GONE GIRL by Gillian Flynn :
How could I skip Gone Girl? It's been one of the most talked about books of the last few years. Every psychological thriller published since wants to be compared to it. It's a part of pop culture now and the movie is coming out later this year. I bought it months ago and I finally pulled it off the shelf a few weeks ago during Dewey's Read-a-thon. Gone Girl was a great choice during the read-a-thon because once I picked it up, I could barely put it down.
|Gone Girl is a fabulous psychological thriller with exciting and shocking plot twists and psychopathic characters that you can help but root for and pray that you never meet in real life. The ending is absolutely insane and at the same time perfect.|
However, the novel is full of vulgarity. I'm not just talking a lot of swear words. It's crass and suggestive and obscene. So there, you have been warned.
ELEANOR & PARK by Rainbow Rowell
Eleanor & Park by Rainbow Rowell is another one of those buzz books. I mostly liked Rowell's novel Fangirl so there was no way I was going to be able to resist Eleanor & Park. I read it on my phone and was so annoyed that my battery gave out just as I was reaching the exciting conclusion. (One more reason I love real, physical paper books.)

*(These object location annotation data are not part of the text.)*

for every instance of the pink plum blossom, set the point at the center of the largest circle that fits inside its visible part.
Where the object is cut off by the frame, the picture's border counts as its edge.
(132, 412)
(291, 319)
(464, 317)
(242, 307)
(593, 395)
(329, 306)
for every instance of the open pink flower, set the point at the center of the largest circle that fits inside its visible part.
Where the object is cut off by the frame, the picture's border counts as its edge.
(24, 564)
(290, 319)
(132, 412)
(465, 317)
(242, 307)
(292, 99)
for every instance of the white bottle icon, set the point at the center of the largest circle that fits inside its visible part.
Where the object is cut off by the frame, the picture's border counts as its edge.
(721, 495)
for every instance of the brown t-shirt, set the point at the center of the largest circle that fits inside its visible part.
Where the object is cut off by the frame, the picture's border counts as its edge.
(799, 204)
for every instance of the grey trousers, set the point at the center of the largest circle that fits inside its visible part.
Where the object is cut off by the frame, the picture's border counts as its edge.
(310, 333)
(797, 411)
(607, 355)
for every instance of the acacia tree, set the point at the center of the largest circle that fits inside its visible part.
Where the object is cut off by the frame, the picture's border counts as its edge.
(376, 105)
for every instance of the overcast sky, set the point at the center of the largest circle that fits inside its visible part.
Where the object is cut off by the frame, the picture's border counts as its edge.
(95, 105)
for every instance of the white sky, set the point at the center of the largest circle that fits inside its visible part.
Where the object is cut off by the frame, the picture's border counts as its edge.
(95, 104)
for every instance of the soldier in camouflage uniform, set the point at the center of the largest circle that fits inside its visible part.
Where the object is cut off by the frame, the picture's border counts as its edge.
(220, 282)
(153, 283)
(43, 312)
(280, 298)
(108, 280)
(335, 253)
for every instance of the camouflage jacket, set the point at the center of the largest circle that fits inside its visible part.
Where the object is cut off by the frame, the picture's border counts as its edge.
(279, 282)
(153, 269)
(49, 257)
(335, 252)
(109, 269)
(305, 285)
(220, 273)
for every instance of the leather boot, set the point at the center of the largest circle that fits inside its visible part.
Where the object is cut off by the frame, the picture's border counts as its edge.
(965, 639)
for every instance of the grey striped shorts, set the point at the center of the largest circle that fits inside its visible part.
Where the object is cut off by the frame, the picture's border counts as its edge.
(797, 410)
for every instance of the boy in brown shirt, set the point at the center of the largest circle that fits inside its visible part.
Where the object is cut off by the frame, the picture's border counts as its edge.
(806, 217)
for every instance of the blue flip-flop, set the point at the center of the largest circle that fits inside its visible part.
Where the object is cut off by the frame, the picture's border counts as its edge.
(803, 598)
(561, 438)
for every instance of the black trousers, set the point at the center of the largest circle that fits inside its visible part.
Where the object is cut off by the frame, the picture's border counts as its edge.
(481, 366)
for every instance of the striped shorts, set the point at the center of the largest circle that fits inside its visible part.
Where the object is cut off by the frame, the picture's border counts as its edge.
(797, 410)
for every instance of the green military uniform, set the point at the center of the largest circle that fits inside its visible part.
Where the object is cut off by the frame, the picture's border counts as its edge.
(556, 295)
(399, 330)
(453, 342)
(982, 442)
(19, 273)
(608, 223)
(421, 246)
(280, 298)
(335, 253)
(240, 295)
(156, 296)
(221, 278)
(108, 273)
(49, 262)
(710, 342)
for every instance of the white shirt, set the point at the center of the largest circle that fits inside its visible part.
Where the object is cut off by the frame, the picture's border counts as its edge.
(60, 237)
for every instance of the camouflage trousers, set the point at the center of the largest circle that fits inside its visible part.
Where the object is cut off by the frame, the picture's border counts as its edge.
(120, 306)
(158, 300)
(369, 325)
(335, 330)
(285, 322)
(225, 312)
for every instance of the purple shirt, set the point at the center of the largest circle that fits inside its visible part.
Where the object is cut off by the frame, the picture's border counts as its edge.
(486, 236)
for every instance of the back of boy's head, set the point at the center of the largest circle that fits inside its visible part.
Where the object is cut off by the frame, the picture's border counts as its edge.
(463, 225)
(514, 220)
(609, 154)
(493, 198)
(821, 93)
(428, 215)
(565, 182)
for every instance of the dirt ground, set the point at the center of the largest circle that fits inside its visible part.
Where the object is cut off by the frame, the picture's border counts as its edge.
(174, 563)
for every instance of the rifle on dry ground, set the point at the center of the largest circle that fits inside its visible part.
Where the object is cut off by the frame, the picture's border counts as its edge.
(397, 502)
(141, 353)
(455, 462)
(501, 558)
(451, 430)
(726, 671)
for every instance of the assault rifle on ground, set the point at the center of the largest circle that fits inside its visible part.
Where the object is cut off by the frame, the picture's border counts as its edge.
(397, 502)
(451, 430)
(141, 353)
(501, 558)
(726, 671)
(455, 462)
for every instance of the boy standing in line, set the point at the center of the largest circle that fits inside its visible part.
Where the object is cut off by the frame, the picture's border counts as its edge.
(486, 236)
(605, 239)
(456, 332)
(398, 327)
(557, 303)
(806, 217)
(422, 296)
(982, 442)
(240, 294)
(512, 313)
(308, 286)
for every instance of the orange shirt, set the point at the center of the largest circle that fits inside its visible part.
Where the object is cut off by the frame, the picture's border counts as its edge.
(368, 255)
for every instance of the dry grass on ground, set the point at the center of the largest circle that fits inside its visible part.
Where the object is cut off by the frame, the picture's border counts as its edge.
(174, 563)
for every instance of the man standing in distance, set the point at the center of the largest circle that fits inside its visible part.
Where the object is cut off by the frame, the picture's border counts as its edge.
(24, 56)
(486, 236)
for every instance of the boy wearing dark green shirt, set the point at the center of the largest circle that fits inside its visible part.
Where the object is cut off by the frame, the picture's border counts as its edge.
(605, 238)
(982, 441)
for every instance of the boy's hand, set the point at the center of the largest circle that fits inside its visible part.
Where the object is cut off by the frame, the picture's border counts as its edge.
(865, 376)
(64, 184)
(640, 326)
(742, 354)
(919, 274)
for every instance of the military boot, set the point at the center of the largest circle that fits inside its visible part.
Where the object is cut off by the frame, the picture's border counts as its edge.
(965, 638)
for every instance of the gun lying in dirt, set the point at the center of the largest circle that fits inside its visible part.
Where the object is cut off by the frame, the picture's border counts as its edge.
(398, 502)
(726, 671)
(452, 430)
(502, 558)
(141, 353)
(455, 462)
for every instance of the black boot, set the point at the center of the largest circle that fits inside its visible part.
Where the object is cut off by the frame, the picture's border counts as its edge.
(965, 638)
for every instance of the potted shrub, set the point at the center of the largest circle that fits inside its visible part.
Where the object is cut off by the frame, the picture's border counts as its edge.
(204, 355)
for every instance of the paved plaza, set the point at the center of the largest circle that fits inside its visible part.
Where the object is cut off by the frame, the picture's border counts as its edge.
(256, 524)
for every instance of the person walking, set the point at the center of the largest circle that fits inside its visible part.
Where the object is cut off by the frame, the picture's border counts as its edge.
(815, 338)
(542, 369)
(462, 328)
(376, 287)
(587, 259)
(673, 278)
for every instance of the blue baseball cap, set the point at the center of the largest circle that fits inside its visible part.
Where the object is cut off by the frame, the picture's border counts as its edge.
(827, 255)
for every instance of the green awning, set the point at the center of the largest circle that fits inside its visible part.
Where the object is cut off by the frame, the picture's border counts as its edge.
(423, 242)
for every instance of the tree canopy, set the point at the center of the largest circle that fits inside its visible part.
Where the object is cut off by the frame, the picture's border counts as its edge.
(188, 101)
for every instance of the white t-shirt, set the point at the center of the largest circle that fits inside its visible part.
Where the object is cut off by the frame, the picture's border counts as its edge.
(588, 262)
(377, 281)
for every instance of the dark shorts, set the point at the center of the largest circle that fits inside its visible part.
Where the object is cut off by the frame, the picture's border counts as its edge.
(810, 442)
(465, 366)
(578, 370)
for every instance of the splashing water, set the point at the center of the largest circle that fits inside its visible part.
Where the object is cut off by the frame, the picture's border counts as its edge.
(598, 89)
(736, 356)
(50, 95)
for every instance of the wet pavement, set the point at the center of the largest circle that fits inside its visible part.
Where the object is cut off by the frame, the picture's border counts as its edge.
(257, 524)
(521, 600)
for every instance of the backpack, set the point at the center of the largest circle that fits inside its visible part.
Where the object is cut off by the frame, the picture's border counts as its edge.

Teenage relationships are intense. With all the hormones, angst and drama surrounding and/or created by teenagers, it just makes sense that their relationships are also dramatic. But Eleanor and Park transcend the usual teenage love story. They're not your typical romantic leads. They have more than their share of angst and most of it isn't their fault. They're just so normal and fabulous and approachable and normal while being just a bit weird.
I adored those kids.
There's a lot of swearing.
BLACKMOORE by Julianne Donaldson
Blackmoore by Julianne Donaldson was the choice of the month for my neighborhood book club. I read it quickly the day before our meeting. It's a romance set in the Moors of England. A rather predictable, quick read, Blackmoore is enjoyable. Donaldson's writing has improved. I wasn't compelled to skim some sections like I had to do with her novel Edenbrooke.
I was generally annoyed by the main character and her motivations. For someone trying to protect her true love and her own heart, she seemed to make choices that would injure everyone. I was actually hoping for the "sad" ending over the tie-it-all-up-nicely romantic finish that is expected. I know. I know. I'm cruel.